TODA ORGANIZADORA DE CONCURSOS TEM SEU PREÇO!!
O DIA recebe denúncia e prova da Polícia Civil é anulada
Prova de Português vazou na noite de sábado, dia anterior ao concurso
Rio - A prova para investigador de 3ª classe da Polícia Civil, realizada na manhã deste domingo, dia 5, foi anulada após O Dia receber denúncia de que o conteúdo da prova de Português teria vazado. Na noite de sábado, véspera da realização do concurso público, um e-mail (foto) com a denúncia de fraude - dez questões da prova de português - chegou à redação do Jornal, às 19h42.
O material foi levado para os organizadores do concurso que decidiram anular as provas. A nova data da seleção, que reúne mais de 50 mil candidatos, será divulgada até o próximo dia 7.
O repórter encarregado de apurar a consistência da denúncia seguiu para um dos locais de aplicação da prova, a Universidade Estácio de Sá, da Avenida Presidente Vargas, 1560, no Centro, por volta das 10h deste domingo. Já no local, abordou alguns candidatos que estavam saindo da prova para comparar as questões. A veracidade da denúncia foi comprovada por volta das 10h30 com diversas pessoas.
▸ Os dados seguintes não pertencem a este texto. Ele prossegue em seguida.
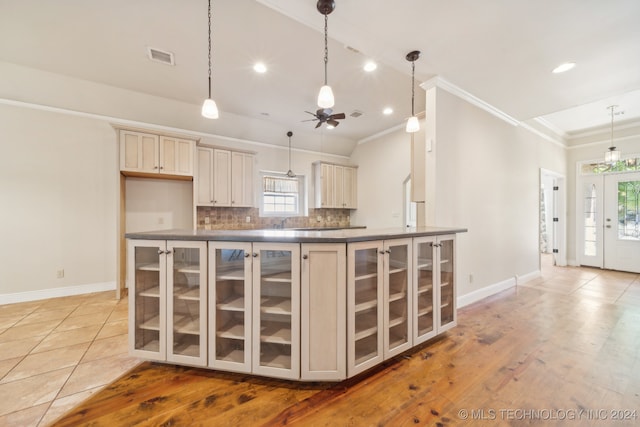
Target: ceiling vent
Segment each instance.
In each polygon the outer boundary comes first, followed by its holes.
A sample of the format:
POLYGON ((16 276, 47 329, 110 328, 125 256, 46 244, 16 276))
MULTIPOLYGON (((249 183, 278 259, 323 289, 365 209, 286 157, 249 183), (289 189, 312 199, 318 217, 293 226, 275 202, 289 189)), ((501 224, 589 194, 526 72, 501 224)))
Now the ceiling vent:
POLYGON ((351 114, 349 114, 349 116, 350 116, 350 117, 353 117, 353 118, 358 118, 358 117, 360 117, 360 116, 361 116, 361 115, 363 115, 363 114, 364 114, 364 113, 363 113, 362 111, 353 110, 353 111, 351 112, 351 114))
POLYGON ((167 65, 176 65, 173 60, 173 53, 171 52, 166 52, 154 47, 147 47, 147 53, 149 54, 149 59, 152 61, 162 62, 167 65))

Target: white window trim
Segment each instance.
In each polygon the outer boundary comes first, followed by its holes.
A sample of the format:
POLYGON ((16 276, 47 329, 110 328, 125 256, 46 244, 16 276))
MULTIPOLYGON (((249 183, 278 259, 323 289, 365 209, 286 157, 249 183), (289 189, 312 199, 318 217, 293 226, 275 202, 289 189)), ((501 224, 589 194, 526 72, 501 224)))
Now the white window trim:
POLYGON ((307 179, 305 175, 296 175, 298 179, 298 212, 296 213, 288 213, 288 212, 265 212, 264 211, 264 189, 262 185, 262 179, 265 176, 277 176, 286 178, 287 174, 285 172, 274 172, 274 171, 260 171, 260 191, 258 194, 258 203, 260 209, 261 217, 279 217, 279 218, 290 218, 296 216, 309 216, 308 210, 308 202, 307 202, 307 179))

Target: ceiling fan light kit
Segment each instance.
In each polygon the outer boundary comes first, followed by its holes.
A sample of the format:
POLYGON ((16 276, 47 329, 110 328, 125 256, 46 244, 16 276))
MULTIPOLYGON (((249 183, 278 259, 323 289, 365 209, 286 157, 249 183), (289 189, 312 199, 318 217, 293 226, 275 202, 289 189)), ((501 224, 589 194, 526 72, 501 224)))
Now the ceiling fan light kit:
POLYGON ((413 50, 407 53, 406 59, 411 62, 411 117, 407 120, 407 127, 405 130, 408 133, 415 133, 420 130, 420 122, 414 112, 415 105, 415 86, 416 86, 416 61, 420 58, 420 51, 413 50))
POLYGON ((336 8, 336 3, 332 0, 318 0, 316 3, 318 12, 324 15, 324 85, 318 93, 318 107, 331 108, 335 105, 333 90, 327 83, 327 64, 329 63, 329 45, 328 45, 328 23, 329 14, 336 8))
POLYGON ((211 98, 211 0, 209 0, 209 97, 202 104, 202 115, 207 119, 217 119, 219 117, 218 106, 211 98))
MULTIPOLYGON (((616 147, 613 146, 613 116, 614 110, 618 108, 617 105, 610 105, 607 107, 608 110, 611 110, 611 146, 604 153, 604 161, 605 163, 609 163, 611 165, 617 163, 620 160, 620 151, 616 150, 616 147)), ((624 112, 620 111, 617 114, 624 114, 624 112)))
POLYGON ((296 174, 291 170, 291 137, 293 136, 293 132, 287 132, 287 137, 289 137, 289 170, 287 171, 287 176, 289 178, 295 178, 296 174))

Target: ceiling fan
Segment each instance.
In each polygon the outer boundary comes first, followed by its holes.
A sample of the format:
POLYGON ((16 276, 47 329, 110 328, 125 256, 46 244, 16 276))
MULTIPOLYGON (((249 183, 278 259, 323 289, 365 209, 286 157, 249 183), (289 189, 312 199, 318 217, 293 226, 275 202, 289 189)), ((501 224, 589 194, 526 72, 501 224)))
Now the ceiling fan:
POLYGON ((336 127, 340 124, 338 120, 342 120, 345 118, 344 113, 332 114, 333 110, 331 108, 319 108, 315 113, 312 113, 310 111, 305 111, 305 113, 309 113, 315 118, 309 119, 309 120, 303 120, 303 122, 314 122, 316 120, 318 121, 318 124, 316 125, 315 129, 318 129, 320 125, 323 123, 326 123, 327 126, 336 127))

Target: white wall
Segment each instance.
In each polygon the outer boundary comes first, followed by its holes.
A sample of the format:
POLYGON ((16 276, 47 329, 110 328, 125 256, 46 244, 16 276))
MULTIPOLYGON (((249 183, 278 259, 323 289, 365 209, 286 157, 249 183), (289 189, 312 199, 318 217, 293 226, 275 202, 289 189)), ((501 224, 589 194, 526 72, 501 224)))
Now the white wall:
POLYGON ((539 170, 564 174, 565 149, 437 87, 427 90, 426 123, 435 134, 426 223, 469 230, 457 240, 458 295, 535 275, 539 170))
POLYGON ((128 177, 125 232, 193 228, 193 182, 128 177))
POLYGON ((403 183, 411 173, 411 137, 404 129, 359 144, 351 155, 358 165, 358 209, 353 225, 402 227, 403 183))
POLYGON ((104 121, 0 105, 0 303, 18 292, 113 288, 115 136, 104 121))

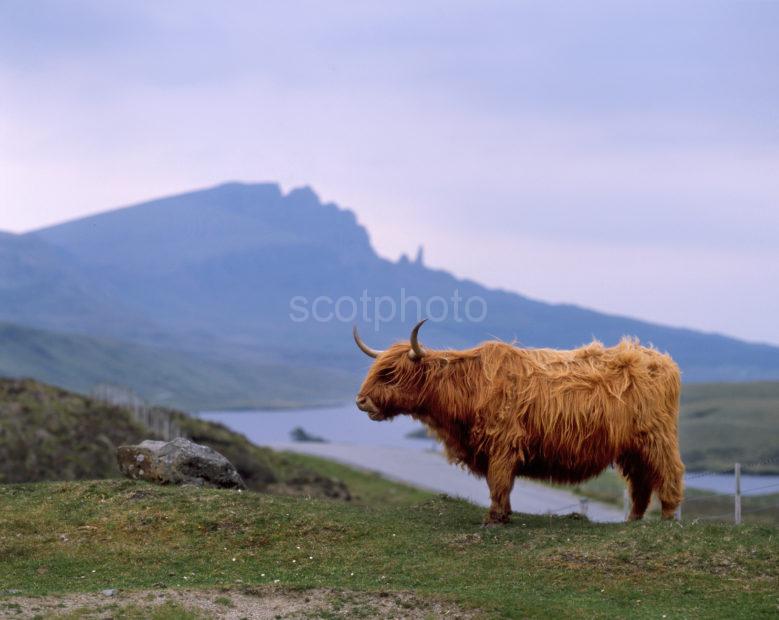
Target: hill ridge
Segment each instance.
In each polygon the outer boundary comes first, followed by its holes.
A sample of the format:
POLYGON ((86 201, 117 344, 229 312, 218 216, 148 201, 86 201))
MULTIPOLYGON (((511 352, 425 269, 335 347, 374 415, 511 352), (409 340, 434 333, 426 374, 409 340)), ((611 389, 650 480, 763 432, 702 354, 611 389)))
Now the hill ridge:
MULTIPOLYGON (((425 326, 428 346, 464 348, 495 336, 529 347, 570 348, 593 336, 610 345, 630 335, 670 352, 688 382, 779 379, 779 347, 572 303, 550 304, 417 261, 383 258, 354 211, 322 202, 308 186, 284 193, 276 183, 229 182, 19 238, 33 236, 72 255, 67 266, 98 291, 96 297, 111 299, 124 318, 63 322, 56 313, 40 315, 29 308, 14 313, 0 306, 0 320, 142 345, 163 343, 235 363, 337 368, 356 376, 365 360, 351 341, 353 323, 374 346, 383 347, 407 338, 417 318, 396 312, 379 321, 372 311, 366 320, 358 307, 365 292, 373 300, 394 302, 401 294, 416 296, 428 307, 434 298, 450 300, 456 292, 463 299, 482 299, 486 317, 458 321, 447 307, 445 320, 434 316, 425 326), (314 320, 311 310, 319 298, 329 300, 331 310, 336 300, 345 299, 342 306, 354 304, 355 312, 348 320, 314 320), (293 299, 305 300, 306 320, 293 318, 293 299)), ((0 237, 0 255, 6 241, 0 237)), ((0 288, 0 296, 11 298, 25 277, 9 273, 11 286, 0 288)), ((48 303, 39 290, 40 304, 48 303)))

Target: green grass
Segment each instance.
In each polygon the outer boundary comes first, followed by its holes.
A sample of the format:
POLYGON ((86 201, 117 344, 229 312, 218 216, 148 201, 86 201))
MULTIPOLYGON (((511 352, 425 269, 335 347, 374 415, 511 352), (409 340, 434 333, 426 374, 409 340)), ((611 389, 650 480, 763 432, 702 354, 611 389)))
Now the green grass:
POLYGON ((428 491, 390 482, 379 474, 353 469, 327 459, 293 452, 282 452, 281 454, 295 466, 340 480, 346 484, 352 494, 352 500, 358 504, 408 505, 435 496, 428 491))
POLYGON ((360 499, 0 486, 0 591, 324 587, 413 591, 487 617, 776 615, 773 527, 514 515, 483 529, 482 509, 463 501, 332 467, 360 499))
MULTIPOLYGON (((94 618, 95 612, 109 612, 108 617, 111 620, 208 620, 208 616, 189 610, 179 603, 165 602, 161 605, 119 605, 105 606, 95 609, 94 607, 83 607, 74 609, 69 613, 57 615, 58 620, 83 620, 84 618, 94 618)), ((41 617, 41 616, 36 616, 41 617)))
POLYGON ((685 385, 679 441, 688 471, 779 473, 779 382, 685 385))
MULTIPOLYGON (((342 481, 251 443, 221 424, 167 412, 196 443, 235 465, 249 489, 348 498, 342 481)), ((157 438, 125 407, 32 380, 0 379, 0 483, 115 478, 116 448, 157 438)))

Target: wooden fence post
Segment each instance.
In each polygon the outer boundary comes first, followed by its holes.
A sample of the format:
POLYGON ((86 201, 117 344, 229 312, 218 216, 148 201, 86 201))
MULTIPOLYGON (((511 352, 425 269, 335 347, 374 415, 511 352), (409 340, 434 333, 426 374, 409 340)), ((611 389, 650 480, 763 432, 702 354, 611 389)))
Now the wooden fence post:
POLYGON ((735 521, 741 525, 741 463, 736 463, 735 521))
POLYGON ((583 517, 587 516, 587 509, 589 508, 589 500, 586 497, 582 497, 579 500, 579 514, 583 517))

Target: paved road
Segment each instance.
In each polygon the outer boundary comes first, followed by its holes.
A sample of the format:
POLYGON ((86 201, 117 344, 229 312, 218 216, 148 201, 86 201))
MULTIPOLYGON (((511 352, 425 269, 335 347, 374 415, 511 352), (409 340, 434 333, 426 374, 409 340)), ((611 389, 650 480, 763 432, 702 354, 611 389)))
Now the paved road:
MULTIPOLYGON (((480 506, 489 506, 489 491, 484 480, 459 467, 450 465, 435 452, 382 446, 337 443, 283 443, 271 446, 325 457, 333 461, 375 471, 385 478, 413 486, 462 497, 480 506)), ((567 514, 579 509, 579 497, 573 493, 552 489, 542 484, 517 479, 511 493, 514 512, 567 514)), ((607 504, 589 501, 587 516, 593 521, 622 521, 622 511, 607 504)))

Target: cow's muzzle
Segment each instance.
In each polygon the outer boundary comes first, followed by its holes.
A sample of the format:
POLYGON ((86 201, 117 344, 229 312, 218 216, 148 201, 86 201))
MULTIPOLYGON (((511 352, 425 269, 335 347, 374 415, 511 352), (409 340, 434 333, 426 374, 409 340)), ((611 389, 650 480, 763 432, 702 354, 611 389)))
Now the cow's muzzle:
POLYGON ((379 412, 379 408, 376 406, 376 404, 371 400, 370 396, 362 396, 361 394, 357 396, 357 408, 360 411, 364 411, 368 414, 368 417, 371 420, 381 420, 382 416, 379 412))

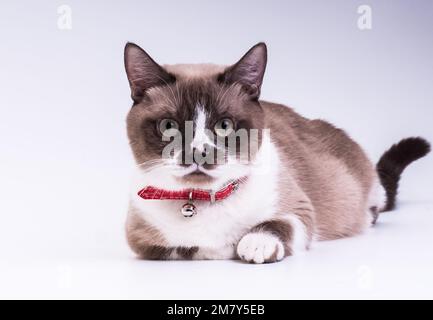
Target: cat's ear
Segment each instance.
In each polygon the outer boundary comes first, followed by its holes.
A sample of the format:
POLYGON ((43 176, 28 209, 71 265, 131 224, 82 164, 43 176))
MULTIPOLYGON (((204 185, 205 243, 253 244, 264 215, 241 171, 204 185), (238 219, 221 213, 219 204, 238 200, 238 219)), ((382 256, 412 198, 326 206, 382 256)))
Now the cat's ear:
POLYGON ((146 51, 130 42, 125 46, 125 69, 131 87, 131 97, 135 102, 140 102, 148 89, 167 85, 176 80, 146 51))
POLYGON ((251 99, 258 99, 266 62, 266 44, 260 42, 252 47, 236 64, 228 67, 218 79, 228 84, 239 83, 251 99))

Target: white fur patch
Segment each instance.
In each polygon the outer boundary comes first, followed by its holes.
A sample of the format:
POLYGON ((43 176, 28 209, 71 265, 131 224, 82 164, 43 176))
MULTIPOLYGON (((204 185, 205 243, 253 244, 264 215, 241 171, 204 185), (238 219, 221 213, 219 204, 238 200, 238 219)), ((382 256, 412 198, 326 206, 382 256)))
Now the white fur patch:
POLYGON ((293 227, 291 242, 292 254, 294 255, 296 253, 305 251, 307 249, 308 238, 304 223, 293 214, 288 215, 286 219, 293 227))
POLYGON ((195 260, 226 260, 235 258, 235 250, 233 245, 227 245, 222 248, 199 248, 194 255, 195 260))
POLYGON ((368 197, 367 204, 367 224, 371 225, 372 221, 374 221, 374 217, 370 208, 376 207, 378 212, 381 212, 385 208, 386 204, 386 191, 382 184, 379 181, 379 178, 376 177, 373 182, 373 186, 370 191, 370 195, 368 197))
POLYGON ((237 247, 237 254, 242 260, 264 263, 275 255, 277 261, 284 258, 284 247, 278 237, 269 232, 246 234, 237 247))
POLYGON ((206 118, 207 114, 204 111, 203 106, 200 104, 197 105, 194 117, 195 132, 194 138, 191 142, 191 147, 196 148, 200 152, 204 151, 206 144, 215 147, 214 142, 207 135, 206 118))

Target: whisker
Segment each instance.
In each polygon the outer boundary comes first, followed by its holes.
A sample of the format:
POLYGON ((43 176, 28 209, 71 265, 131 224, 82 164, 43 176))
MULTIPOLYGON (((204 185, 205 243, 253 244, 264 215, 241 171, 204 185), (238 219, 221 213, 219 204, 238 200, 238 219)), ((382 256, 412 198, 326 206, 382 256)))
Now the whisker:
POLYGON ((153 160, 145 161, 143 163, 139 163, 137 164, 137 167, 143 170, 144 172, 149 172, 151 170, 162 168, 168 165, 171 164, 161 159, 153 159, 153 160))

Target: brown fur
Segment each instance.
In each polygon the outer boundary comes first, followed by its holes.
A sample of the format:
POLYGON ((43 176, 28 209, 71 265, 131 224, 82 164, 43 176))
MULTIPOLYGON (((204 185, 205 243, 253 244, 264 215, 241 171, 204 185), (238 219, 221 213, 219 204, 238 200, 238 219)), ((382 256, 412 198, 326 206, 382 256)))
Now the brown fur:
POLYGON ((182 259, 185 260, 191 260, 197 252, 198 252, 198 247, 191 247, 191 248, 178 247, 176 249, 176 253, 179 256, 181 256, 182 259))
POLYGON ((302 217, 310 237, 313 229, 320 239, 361 232, 375 176, 362 149, 325 121, 308 120, 283 105, 261 102, 261 106, 266 127, 286 162, 280 188, 289 189, 288 177, 300 188, 299 194, 282 196, 281 211, 302 217), (297 201, 305 203, 299 206, 297 201))
POLYGON ((377 163, 377 171, 386 191, 386 205, 383 211, 395 208, 398 183, 404 169, 413 161, 430 152, 430 143, 421 137, 401 140, 387 150, 377 163))

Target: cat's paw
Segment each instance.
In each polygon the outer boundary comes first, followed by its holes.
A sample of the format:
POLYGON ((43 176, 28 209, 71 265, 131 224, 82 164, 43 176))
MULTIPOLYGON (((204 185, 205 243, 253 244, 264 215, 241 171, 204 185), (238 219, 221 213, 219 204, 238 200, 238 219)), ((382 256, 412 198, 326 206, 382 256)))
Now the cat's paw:
POLYGON ((239 258, 249 263, 269 263, 284 258, 284 246, 278 237, 267 232, 246 234, 238 243, 239 258))

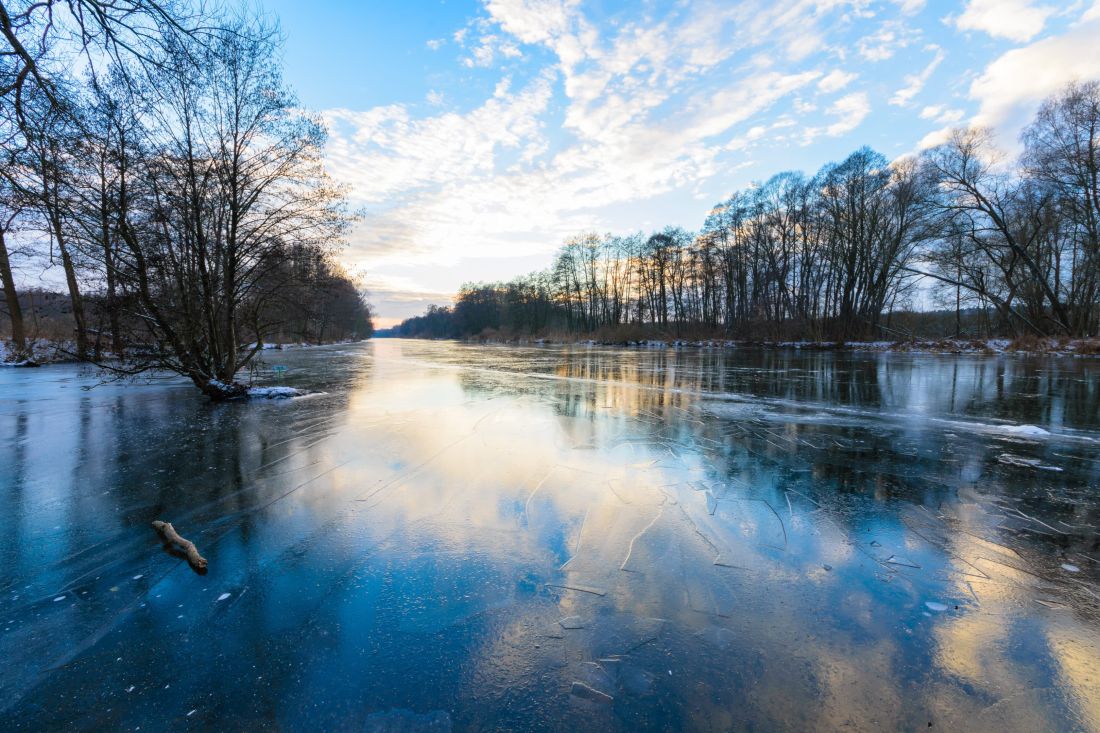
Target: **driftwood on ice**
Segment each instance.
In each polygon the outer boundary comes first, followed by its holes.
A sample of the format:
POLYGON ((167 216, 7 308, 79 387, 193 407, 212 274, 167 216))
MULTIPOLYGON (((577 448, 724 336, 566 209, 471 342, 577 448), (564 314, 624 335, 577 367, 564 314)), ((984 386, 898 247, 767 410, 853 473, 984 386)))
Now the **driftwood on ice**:
POLYGON ((180 536, 171 522, 162 522, 158 519, 153 522, 153 529, 160 534, 165 545, 174 545, 179 548, 192 568, 200 573, 206 572, 206 558, 199 554, 199 549, 195 547, 194 542, 180 536))

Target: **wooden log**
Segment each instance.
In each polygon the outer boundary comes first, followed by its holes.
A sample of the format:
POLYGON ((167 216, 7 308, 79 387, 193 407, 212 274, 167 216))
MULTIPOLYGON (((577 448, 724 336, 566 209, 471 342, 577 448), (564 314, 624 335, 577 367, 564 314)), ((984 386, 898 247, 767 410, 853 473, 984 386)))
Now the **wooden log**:
POLYGON ((158 519, 153 522, 153 529, 160 534, 165 544, 175 545, 182 550, 191 567, 198 571, 206 570, 206 558, 199 554, 199 549, 195 547, 194 542, 180 536, 171 522, 162 522, 158 519))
A estudante de Direito, Alessandra Santos, 25 anos, achou um absurdo. "Estudei muito, não estou acreditando nisso", desabafou.
Outro candidato abordado, que não quis se identificar, armou um escândalo e chamou a polícia. Por volta das 11h, o repórter apresentou as provas na 6ª DP (Cidade Nova) e foi instruído pelo editor do Jornal O Dia a deixar o local.
Grande operação de segurança não evitou fraude
Batizada de Minerva 2006, a Policia Civil havia preparado um grande esquema de segurança para evitar fraudes no concurso: nada menos que 186 homens e 62 viaturas em todos os 31 locais de prova, além de um helicóptero e 30 agentes da Coordenadoria de Recursos Especiais (Core) estariam de prontidão no dia dos exames
As medidas, no entanto, não impediram que no próprio sábado, dia anterior à seleção, as provas já estivessem vazado.
Como foi desvendada a fraude
19h42 de sábado – E-mail chega ao O DIA com 10 questões da prova de português, que tem 30. Era necessário comprovar se o conteúdo da prova era igual a que os 50.240 candidatos ao cargo de investigador da Polícia Civil fariam no dia seguinte.
9h40 de ontem – Equipe do DIA chega ao prédio da Faculdade Estácio de Sá, na Avenida Presidente Vargas 1.560, Centro. E aguarda a permanência mínima de tempo na sala de prova acabar
10h30 – Sai o primeiro candidato, um policial militar, e confirma que a prova que o DIA tinha e a que ele fez na sala eram iguais. Minutos após, a universitária Alessandra Santos confirma autenticidade da prova.
10h40 – A polícia percebe que a prova havia vazado e decide apreender as duas provas que a equipe do DIA havia levado para a porta da Estácio.
11h20 – O diretor da Academia de Polícia Civil (Acadepol), delegado Sergio Caldas, e dois representantes da Cesgranrio, se reúnem com o delegado Alan Luxardo, na 6ª DP.
16h30 – Para enriquecer as investigações e comprovar a origem da denúncia, Sergio Caldas e equipe de seis peritos e policiais chegam ao DIA. Verificaram a hora e a data exatas do recebimento da mensagem que desencadeou as investigações.
17h44 – Após reunião na Cesgranrio, com o presidente da instituição, Carlos Alberto Serpa, o Chefe de Polícia Civil, Álvaro Lins, decide anular a primeira etapa do concurso para a investigação.